- Catacombs Mountain Location within Alberta Catacombs Mountain Location within Canada

Highest point
- Elevation: 3,290 m (10,790 ft)
- Prominence: 870 m (2,850 ft)
- Listing: Mountains of Alberta
- Coordinates: 52°25′47″N 117°45′10″W﻿ / ﻿52.42972°N 117.75278°W

Geography
- Location: Jasper National Park Alberta, Canada
- Parent range: Canadian Rockies
- Topo map: NTS 83C5 Fortress Lake

Geology
- Rock type: Sedimentary

Climbing
- First ascent: July 10, 1927 W.R. MacLaurin, Alfred.

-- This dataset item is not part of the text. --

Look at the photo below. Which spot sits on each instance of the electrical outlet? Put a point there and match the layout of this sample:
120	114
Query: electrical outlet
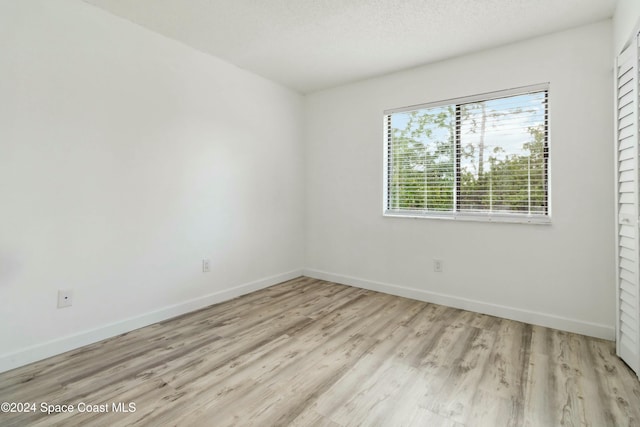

J. Ostheimer, Hans Fuhrer, J. Weber
- Easiest route: Scrambling

= Catacombs Mountain =

Mountain in Jasper NP, Alberta, Canada

Catacombs Mountain is a 3290 m mountain summit located in the Athabasca River valley of Jasper National Park, in the Canadian Rockies of Alberta, Canada.

Catacombs Mountain was named by Arthur O. Wheeler in 1921 on account of an alcove formation which resembles the recesses in catacombs.

==Climate==

Based on the Köppen climate classification, Catacombs Mountain is located in a subarctic climate with cold, snowy winters, and mild summers. Temperatures can drop below -20 °C with wind chill factors below -30 °C. Precipitation runoff from the mountain drains into tributaries of the Athabasca River.

==Geology==

Catacombs Mountain is composed of sedimentary rock laid down from the Precambrian to Jurassic periods. Formed in shallow seas, this sedimentary rock was pushed east and over the top of younger rock during the Laramide orogeny.